Cloud Functions では、関数の新しいインスタンスを作成してスケーリングを行います。各インスタンスは一度に 1 つのリクエストしか処理できないので、リクエスト量が急増すると、多くの場合、新しいインスタンスを作成して需要を処理するため、待機時間が長くなります。

関数はステートレスであるため、実行環境をゼロから初期化することがあり、これはコールド スタートと呼ばれます。コールド スタートは完了するまでに時間がかかることがあるため、アプリケーションがレイテンシの影響を受けやすい場合は、Cloud Functions のインスタンスを最小数に設定することをおすすめします。

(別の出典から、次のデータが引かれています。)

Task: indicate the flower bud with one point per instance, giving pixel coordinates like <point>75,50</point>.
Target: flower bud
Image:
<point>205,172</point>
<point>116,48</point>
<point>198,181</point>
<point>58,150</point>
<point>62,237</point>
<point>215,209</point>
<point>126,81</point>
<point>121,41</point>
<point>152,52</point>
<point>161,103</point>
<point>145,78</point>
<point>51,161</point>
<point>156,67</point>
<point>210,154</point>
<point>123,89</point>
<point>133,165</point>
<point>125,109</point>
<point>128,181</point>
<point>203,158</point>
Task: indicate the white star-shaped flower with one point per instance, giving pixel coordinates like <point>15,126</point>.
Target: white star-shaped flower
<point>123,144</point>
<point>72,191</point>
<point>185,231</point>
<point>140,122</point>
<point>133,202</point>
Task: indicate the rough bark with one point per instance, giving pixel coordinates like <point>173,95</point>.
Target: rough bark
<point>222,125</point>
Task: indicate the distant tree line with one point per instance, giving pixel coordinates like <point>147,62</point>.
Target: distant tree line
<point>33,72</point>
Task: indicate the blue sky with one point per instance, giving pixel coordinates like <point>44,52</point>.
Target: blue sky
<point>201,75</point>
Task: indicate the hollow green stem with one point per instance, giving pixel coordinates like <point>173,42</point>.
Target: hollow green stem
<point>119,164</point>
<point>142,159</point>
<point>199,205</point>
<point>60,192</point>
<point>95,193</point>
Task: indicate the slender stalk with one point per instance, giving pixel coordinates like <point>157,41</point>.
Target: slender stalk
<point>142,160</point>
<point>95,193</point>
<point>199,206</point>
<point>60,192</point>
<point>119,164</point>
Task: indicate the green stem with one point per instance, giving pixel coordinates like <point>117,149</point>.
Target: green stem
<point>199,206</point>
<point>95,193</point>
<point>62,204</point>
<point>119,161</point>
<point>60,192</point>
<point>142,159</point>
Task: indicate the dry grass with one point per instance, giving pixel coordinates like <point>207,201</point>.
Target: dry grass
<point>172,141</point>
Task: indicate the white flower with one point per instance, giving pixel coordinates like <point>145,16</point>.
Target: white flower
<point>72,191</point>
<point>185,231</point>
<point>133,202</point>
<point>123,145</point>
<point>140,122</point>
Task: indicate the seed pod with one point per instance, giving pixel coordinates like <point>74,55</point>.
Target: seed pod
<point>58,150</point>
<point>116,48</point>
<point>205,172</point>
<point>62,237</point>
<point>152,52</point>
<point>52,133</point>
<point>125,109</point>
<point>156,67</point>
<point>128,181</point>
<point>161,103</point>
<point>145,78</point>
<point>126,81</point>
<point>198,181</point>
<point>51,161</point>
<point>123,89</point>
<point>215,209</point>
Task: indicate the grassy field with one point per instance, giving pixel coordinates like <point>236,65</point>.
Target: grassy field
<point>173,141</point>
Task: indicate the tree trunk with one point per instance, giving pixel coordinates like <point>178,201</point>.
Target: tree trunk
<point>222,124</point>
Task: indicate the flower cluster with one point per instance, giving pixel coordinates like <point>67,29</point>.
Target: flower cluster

https://cloud.google.com/functions/docs/configuring/min-instances?hl=ja

ただ、以下に記載されている通り、最小インスタンスを設定すると常に料金が発生することになります。使用頻度が非常に少ないFunctionの場合、ちょっと勿体無い気がします。

アイドル インスタンスとコールド スタート

コールド スタートの影響を最小限に抑えるため、Cloud Functions では、リクエストを処理した後、関数インスタンスをアイドル状態で無期限に維持しようとします。このアイドル期間では、別のリクエストを処理する必要がある場合に備え、確立されているデータベース接続などのリソースが残り続けることがあります。このようにアイドル状態が維持されたインスタンスは、ご利用の関数でのインスタンスの上限数に対してカウントされますが、アイドル期間は課金されません。

この組み込み動作は、特にレイテンシの影響を受けやすいアプリケーションでは、不十分な場合があります。追加の対策としては、インスタンスの最小数を明示的に設定することで、コールド スタートを回避し、アプリケーションのレイテンシを低減できます。

インスタンスの最小数が設定されたためにインスタンスがアイドル状態のままになっている場合、これらのインスタンスは、トラフィックを最近提供していない限りアクティブとはみなされません。たとえば、関数がトラフィックを最近処理していない場合は、最小インスタンスの値が設定されていても、「アクティブ インスタンス」指標には「アクティブなインスタンスがない」と示される可能性があります。

ただし、インスタンスの最小数を設定すると、そうしたインスタンスのアイドル時間に対しても課金が発生します料金をご覧ください)。

インスタンスの最小数を設定しなければ、アイドル期間は課金されないようなので、定期的にFunctionを呼び出すジョブを設定して、アイドル状態を維持してこれを回避してみたいと思います。

Cloud Scheduler

Cloud Functionsを定期的に呼び出すために、Cloud Schedulerを使います。

Cloud Scheduler について

Cloud Scheduler では、作業単位のスケジュールを設定して、定義した回数または一定の間隔で実行できます。これらの作業単位は、一般的に cron ジョブと呼ばれています。代表的な使い方としては、レポートメールを毎日送信する、10 分間隔でキャッシュ データを更新する、1 時間に 1 回要約情報を更新する、などがあります。

Cloud Scheduler を使用して作成された各 cron ジョブは、指定のスケジュールに従ってターゲットに送信されます。ターゲットはタスクが処理される場所です。ターゲットは、次のいずれかのタイプでなければなりません。

cron ジョブは、Cloud Console または gcloud コマンドライン ツールのいずれかを使用して作成できます。

https://cloud.google.com/scheduler/docs/overview?hl=ja

今回は、Cloud Consoleからジョブを作成します。

まず、スケジュール(実行時間)を定義します。

頻度は、unix-cron形式で指定します。

cron ジョブの形式

スケジュールは、unix-cron 文字列形式(* * * * *)を使用して定義されます。これは、1 行に 5 つのフィールドのセットであり、ジョブが実行されるタイミングを示しています。

unix-cron 文字列形式

スケジュールの例

以下の表に、cron ジョブ スケジュールの例とその説明を示します。

スケジュールの例cron ジョブの形式
1 分おき* * * * *
毎週土曜日の 23:45(午後 11:45)45 23 * * 6
毎週月曜日の 9:00(午前 9:00)0 9 * * 1
毎週日曜日の 4:05(午前 4:05)5 4 * * SUN
毎週平日(月~金)の 22:00(午後 10:00)0 22 * * 1-5
https://cloud.google.com/scheduler/docs/configuring/cron-job-schedules?hl=ja

次に実行内容を構成します。

ターゲットタイプをHTTPにして、URLにCloud FunctionのトリガーURLを設定します。

最後に、必要に応じてオプションを設定して「作成」すれば完了です。

結果

スケジュール設定後のCloud Functionsの状態は、こんな感じです。

15分おきにCloud Functionsを呼び出しています。これによって最小インスタンス数を1にした時と同様の速度でレスポンスを返すことができました。